[<prev] [next>] [<thread-prev] [thread-next>] [day] [month] [year] [list]
Message-ID: <Z90-VOyC5oanCC8z@gmail.com>
Date: Fri, 21 Mar 2025 11:24:20 +0100
From: Ingo Molnar <mingo@...nel.org>
To: Balbir Singh <balbirs@...dia.com>
Cc: Bert Karwatzki <spasswolf@....de>, Alex Deucher <alexdeucher@...il.com>,
Kees Cook <kees@...nel.org>, Bjorn Helgaas <bhelgaas@...gle.com>,
Linus Torvalds <torvalds@...ux-foundation.org>,
Peter Zijlstra <peterz@...radead.org>,
Andy Lutomirski <luto@...nel.org>, linux-kernel@...r.kernel.org,
amd-gfx@...ts.freedesktop.org
Subject: Re: commit 7ffb791423c7 breaks steam game
* Balbir Singh <balbirs@...dia.com> wrote:
> On 3/20/25 20:01, Ingo Molnar wrote:
> >
> > * Balbir Singh <balbirs@...dia.com> wrote:
> >
> >> On 3/17/25 00:09, Bert Karwatzki wrote:
> >>> This is related to the admgpu.gttsize. My laptop has the maximum amount
> >>> of memory (64G) and usually gttsize is half of main memory size. I just
> >>> tested with cmdline="nokaslr amdgpi.gttsize=2048" and the problem does
> >>> not occur. So I did some more testing with varying gttsize and got this
> >>> for the built-in GPU
> >>>
> >>> 08:00.0 VGA compatible controller: Advanced Micro Devices, Inc. [AMD/ATI]

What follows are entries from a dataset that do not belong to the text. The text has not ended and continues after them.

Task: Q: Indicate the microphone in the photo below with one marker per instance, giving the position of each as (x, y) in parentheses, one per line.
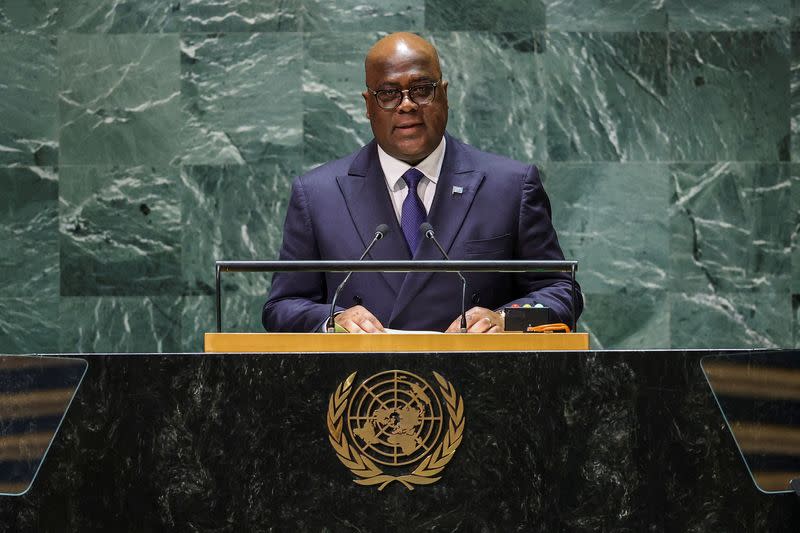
(380, 232)
(427, 230)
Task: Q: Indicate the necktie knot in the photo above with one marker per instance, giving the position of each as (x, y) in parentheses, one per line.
(412, 177)
(413, 213)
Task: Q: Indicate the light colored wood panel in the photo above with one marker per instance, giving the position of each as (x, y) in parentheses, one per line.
(392, 342)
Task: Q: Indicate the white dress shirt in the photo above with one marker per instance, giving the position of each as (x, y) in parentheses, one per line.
(393, 170)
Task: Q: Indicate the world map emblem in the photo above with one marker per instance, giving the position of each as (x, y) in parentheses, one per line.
(395, 426)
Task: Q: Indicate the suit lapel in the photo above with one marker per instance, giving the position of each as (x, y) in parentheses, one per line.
(368, 203)
(447, 215)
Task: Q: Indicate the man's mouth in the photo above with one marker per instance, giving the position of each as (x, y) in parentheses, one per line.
(408, 127)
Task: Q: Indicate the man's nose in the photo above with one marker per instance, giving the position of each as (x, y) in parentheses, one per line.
(407, 104)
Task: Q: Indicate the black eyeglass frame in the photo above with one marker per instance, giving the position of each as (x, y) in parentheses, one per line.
(406, 93)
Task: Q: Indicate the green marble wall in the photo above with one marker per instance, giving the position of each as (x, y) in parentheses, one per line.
(140, 140)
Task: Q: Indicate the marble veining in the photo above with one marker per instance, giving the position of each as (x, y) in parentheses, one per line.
(607, 96)
(119, 99)
(728, 96)
(664, 130)
(476, 15)
(624, 441)
(240, 105)
(728, 15)
(29, 125)
(120, 231)
(607, 15)
(123, 324)
(587, 200)
(726, 227)
(29, 264)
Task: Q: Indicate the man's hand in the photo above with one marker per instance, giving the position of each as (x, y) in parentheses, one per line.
(479, 320)
(358, 320)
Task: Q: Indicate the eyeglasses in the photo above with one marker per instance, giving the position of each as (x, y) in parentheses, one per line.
(421, 94)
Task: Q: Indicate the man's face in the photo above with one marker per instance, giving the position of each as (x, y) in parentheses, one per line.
(409, 132)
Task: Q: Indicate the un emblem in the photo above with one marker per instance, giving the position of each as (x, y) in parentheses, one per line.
(394, 427)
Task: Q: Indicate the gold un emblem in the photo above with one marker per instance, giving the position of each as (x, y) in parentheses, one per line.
(393, 427)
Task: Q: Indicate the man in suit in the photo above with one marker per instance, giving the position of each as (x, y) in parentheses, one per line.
(482, 206)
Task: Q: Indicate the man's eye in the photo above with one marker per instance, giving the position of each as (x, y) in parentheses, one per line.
(421, 90)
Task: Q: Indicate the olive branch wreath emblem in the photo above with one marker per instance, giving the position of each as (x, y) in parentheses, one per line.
(428, 470)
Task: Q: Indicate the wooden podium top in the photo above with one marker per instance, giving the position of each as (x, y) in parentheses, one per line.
(392, 342)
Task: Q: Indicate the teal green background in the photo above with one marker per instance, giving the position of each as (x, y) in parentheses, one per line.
(142, 140)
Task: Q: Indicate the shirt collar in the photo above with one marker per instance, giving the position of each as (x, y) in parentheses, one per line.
(394, 169)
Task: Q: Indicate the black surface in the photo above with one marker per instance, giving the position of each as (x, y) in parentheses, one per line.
(596, 441)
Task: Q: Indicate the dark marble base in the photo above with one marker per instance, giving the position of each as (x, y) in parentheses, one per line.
(597, 441)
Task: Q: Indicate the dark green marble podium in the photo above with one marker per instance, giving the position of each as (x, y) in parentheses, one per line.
(553, 441)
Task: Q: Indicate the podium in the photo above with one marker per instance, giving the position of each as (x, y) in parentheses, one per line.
(392, 342)
(567, 440)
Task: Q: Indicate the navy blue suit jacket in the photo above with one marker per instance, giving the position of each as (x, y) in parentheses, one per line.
(501, 213)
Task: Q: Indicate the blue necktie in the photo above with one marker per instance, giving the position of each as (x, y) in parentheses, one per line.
(413, 213)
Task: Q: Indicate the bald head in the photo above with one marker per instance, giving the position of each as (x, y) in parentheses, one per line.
(412, 125)
(401, 45)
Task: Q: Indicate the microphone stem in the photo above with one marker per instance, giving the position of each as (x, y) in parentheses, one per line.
(330, 327)
(429, 234)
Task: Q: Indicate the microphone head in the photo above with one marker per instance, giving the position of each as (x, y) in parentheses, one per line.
(426, 229)
(381, 230)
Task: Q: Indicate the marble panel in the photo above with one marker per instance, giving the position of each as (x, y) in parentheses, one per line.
(795, 239)
(359, 15)
(119, 99)
(612, 218)
(29, 16)
(200, 16)
(241, 97)
(231, 213)
(118, 16)
(731, 227)
(607, 96)
(796, 319)
(120, 324)
(606, 15)
(29, 324)
(728, 15)
(500, 16)
(334, 119)
(729, 96)
(636, 319)
(795, 13)
(753, 319)
(794, 102)
(496, 91)
(28, 105)
(29, 258)
(120, 231)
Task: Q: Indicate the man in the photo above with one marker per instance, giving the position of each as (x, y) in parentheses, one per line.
(482, 206)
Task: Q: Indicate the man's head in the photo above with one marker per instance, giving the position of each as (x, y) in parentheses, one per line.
(403, 61)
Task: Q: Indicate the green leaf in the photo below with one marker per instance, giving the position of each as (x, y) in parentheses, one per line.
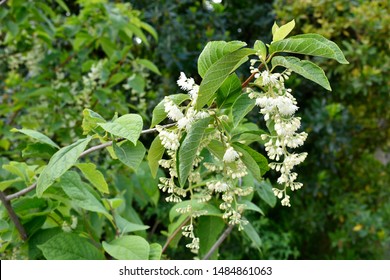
(21, 170)
(208, 230)
(149, 65)
(217, 148)
(137, 83)
(189, 147)
(155, 251)
(63, 5)
(275, 27)
(282, 31)
(218, 73)
(130, 154)
(251, 232)
(249, 161)
(94, 176)
(229, 91)
(261, 161)
(159, 113)
(305, 68)
(125, 226)
(7, 183)
(145, 186)
(128, 248)
(60, 162)
(264, 190)
(241, 107)
(209, 209)
(133, 29)
(117, 78)
(37, 135)
(147, 27)
(128, 126)
(107, 45)
(309, 44)
(215, 50)
(260, 47)
(156, 152)
(41, 150)
(69, 246)
(80, 194)
(253, 207)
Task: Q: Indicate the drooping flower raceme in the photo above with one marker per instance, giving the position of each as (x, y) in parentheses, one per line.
(278, 106)
(224, 174)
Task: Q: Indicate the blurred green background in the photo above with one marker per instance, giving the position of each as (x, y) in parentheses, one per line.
(343, 211)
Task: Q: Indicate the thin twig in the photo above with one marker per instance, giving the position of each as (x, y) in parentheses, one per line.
(86, 152)
(13, 216)
(219, 242)
(20, 193)
(172, 236)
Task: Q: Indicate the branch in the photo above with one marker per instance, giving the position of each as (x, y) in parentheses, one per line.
(13, 216)
(86, 152)
(247, 81)
(170, 238)
(218, 242)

> >>> Cezanne [Radeon Vega Series / Radeon Vega Mobile Series] (rev c5)
> >>>
> >>> (nokaslr is always enabeld)
> >>> gttssize input behaviour
> >>> 2048 GOOD
> >>> 2064 GOOD
> >>> 2080 SEMIBAD (i.e. noticeable input lag but not as bad as below)
> >>> 3072 BAD
> >>> 4096 BAD
> >>> 8192 BAD
> >>> 16384 BAD
> >>>
> >>> As the build-in GPU has ~512 VRAM there seems to be problems when gttsize >
> >>> 4*VRAM so I tested for the discrete GPU with 8G of VRAM
> >>> gttsize input behaviour
> >>> 49152 GOOD
> >>> 64000 GOOD
> >>>
> >>> So for the discrete GPU increasing gttsize does no reproduce the bug.
> >>>
> >>
> >> Very interesting, I am not a GTT expert, but with these experiments do you
> >> find anything interesting in
> >>
> >> /sys/kernel/debug/x86/pat_memtype_list?
> >>
> >> It's weird that you don't see any issues in Xorg (Xfce), just the games.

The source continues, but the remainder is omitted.